July was a rare time of joy in Kök-Tash, a small village in the Leilek district of Batken region in southern Kyrgyzstan, a mountainous country in Central Asia. That month, a football tournament was held, a tournament unique in the country. At the foot of the mountains, Kyrgyz women wearing hijabs and sneakers played football, forgetting about the sorrows of daily life at the Kyrgyz-Tajik border.
Eighty-seven women prepared for the tournament. Divided into 10 teams, they trained for months, some of them secretly, so that the competitors wouldn’t discover their tactics. The internet was their main coach. The youngest players, in their 20s, breastfed their babies during breaks. The eldest, 63 years old, is a grandmother of 10, and boasted how sport helped her fight high blood pressure.
On the tournament day emotions were running high. A player from the national football team, Aydana Otorbaeva, had flown in from Bishkek, the capital city, to hand out the medals and prizes: $110 to share for the first-place team, and $90 for the second and third. A referee from the Kyrgyz Football Federation officiated the matches. He was one of few men allowed to watch the games; husbands and adult male relatives were banned from the stands. Women played in trousers and T-shirts. Even if they wore a head covering, many religious Muslims consider their football attire to be inappropriate or haram.
Sporting a headscarf and sun sleeves to protect her skin from the scorching sun, Danagul Abdiraimova stood at the goal line. She clapped her gloves nervously, waiting for the final whistle. A year ago, she was the best goalie; this year she was unable defend the title.
There was a car waiting for her in the street. A woman from the village had her water break prematurely, and Abdiraimova, a nurse, had to take her to the hospital in town. There is no maternity ward in the village. If things went fast, Abdiraimova would be able to deliver the baby in the car, but she hoped to avoid that because of possible complications.

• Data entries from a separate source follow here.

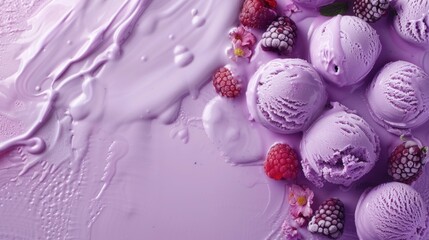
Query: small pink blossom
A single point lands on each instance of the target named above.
(240, 34)
(238, 51)
(290, 8)
(290, 230)
(242, 43)
(300, 200)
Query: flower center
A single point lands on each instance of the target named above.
(301, 200)
(239, 52)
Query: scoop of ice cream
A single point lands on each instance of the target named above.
(393, 211)
(340, 147)
(399, 96)
(344, 49)
(286, 95)
(412, 21)
(313, 3)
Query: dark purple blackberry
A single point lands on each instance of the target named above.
(328, 219)
(370, 10)
(406, 162)
(280, 36)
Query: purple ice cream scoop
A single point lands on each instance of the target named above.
(399, 96)
(412, 21)
(393, 211)
(286, 95)
(344, 49)
(340, 147)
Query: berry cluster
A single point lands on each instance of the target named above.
(406, 162)
(280, 36)
(225, 83)
(328, 219)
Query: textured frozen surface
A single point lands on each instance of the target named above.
(399, 95)
(341, 44)
(391, 211)
(289, 95)
(340, 147)
(412, 21)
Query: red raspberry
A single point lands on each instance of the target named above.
(328, 219)
(281, 162)
(258, 13)
(406, 162)
(225, 83)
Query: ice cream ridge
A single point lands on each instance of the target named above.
(336, 94)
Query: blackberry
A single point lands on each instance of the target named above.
(328, 219)
(280, 36)
(406, 162)
(370, 10)
(226, 85)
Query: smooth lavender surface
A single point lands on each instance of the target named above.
(102, 135)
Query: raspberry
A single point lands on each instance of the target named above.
(280, 36)
(258, 13)
(225, 83)
(406, 162)
(328, 219)
(281, 162)
(370, 10)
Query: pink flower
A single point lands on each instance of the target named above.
(300, 200)
(239, 51)
(290, 230)
(290, 9)
(240, 34)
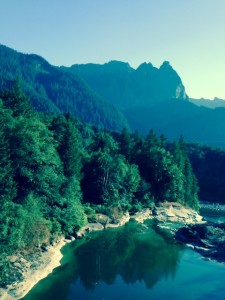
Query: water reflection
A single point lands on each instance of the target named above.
(133, 252)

44-year-old Danagul Abdiraimova is one of three nurses in Kök-Tash, a village of nearly 4,000 inhabitants. Her tasks exceed those of a typical nurse, as does her work schedule. On weekdays, from 8 a.m. to 5 p.m., Abdiraimova is at the clinic. Before and after her normal hours she is on call non-stop. Patients come to her home for injections or a drip-feed. For emergencies or bed-ridden patients, she hurries at night through streets engulfed in darkness to tend to them.
For this work, Abdiraimova receives 6,500 Kyrgyz som ($73) a month.